The main difference is around the approach:

While GraphQL @live queries is an extension of a regular GraphQL query { ... }, with just an added directive on specific fields, the GraphQL Subscription approach is based on an event.

Here’s an example for creating a @live query, that asks to watch a specific field out of the entire query:

# Regular GraphQL query annotated with @live directive
# In this example, the consumer can control what are the relevant changes that needs to be watched in real-time.
query tokens {
  pairs {
    token1 {
      id
      name
      decimals @live
    }
    token2 {
      id
      name
      decimals @live
    }
  }
}

With Subscriptions approach, the consumer is limited to the event that caused the change, and it requires managing complex filtering before getting to the actual data changes:

# GraphQL subscription watching specific events, then based on the event we can reach the data we need.
subscription onPairTokenChange {
  onPairTokenChange(pair: "...") {
    pair {
      token1 {
        id
        name
        decimals
      }
      token2 {
        id
        name
        decimals
      }
    }
  }
}

With this approach, the Subgraph definition needs to be in charge of exposing the relevant events, and the GraphQL schema is in charge of filtering and state management for each connection.

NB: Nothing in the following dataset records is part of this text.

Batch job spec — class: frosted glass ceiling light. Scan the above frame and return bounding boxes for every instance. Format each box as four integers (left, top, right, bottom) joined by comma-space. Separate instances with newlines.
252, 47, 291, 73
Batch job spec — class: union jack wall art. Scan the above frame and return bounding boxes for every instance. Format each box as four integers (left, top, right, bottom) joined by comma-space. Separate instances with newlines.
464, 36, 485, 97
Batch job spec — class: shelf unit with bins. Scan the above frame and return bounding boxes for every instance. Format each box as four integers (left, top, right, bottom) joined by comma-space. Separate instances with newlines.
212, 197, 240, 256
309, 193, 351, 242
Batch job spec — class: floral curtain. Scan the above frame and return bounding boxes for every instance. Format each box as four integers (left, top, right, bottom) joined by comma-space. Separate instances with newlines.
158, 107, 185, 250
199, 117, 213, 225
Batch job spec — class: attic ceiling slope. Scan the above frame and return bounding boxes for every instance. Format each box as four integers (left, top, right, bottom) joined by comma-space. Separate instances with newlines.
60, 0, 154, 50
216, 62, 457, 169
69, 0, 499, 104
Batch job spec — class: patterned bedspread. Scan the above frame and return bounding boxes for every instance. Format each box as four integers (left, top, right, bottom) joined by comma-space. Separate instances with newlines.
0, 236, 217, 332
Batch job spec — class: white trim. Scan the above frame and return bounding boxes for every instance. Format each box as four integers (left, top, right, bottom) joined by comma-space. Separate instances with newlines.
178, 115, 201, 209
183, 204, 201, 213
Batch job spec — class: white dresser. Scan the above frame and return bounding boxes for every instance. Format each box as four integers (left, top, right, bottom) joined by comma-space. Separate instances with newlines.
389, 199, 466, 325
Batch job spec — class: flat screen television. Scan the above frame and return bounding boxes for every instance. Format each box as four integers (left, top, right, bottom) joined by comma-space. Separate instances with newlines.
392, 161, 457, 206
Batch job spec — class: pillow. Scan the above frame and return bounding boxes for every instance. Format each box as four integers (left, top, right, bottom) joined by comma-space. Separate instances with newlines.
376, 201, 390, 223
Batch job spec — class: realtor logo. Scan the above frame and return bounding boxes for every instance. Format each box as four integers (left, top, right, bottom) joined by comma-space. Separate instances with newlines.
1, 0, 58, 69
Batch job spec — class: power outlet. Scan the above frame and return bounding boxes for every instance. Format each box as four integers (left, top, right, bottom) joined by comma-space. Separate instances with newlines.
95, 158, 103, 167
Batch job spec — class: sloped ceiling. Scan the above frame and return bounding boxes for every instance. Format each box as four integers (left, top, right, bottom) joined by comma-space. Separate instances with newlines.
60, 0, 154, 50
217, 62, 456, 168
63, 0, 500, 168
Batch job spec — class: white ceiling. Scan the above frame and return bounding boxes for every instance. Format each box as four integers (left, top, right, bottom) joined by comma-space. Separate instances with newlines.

In addition to that, GraphQL Subscriptions are usually an extension for a GraphQL query: you perform an initial query, and only then subscribe to more data or specific data changes.


The initial thinking process was trying to figure out what dApps need: do they need to know that the data has changed, or do they need to know why the data has changed?

Since Subgraph developers can already manage the lifecycle of why the data has changed (either using Substreams, or just dataSources definition), we needed a way to allow Subgraph consumers to know that some data has changed, and make it easy and accessible to receive real-time data.

Subgraphs developer and dApps developer can often be different entities: you can only be a consumer of a Subgraph, without the ability to manage the events, schema, or definition.

With GraphQL subscriptions, we might have a limited event catalog for the consumer. With @live queries, the power of choosing the real-time views is in the hands of the consumer.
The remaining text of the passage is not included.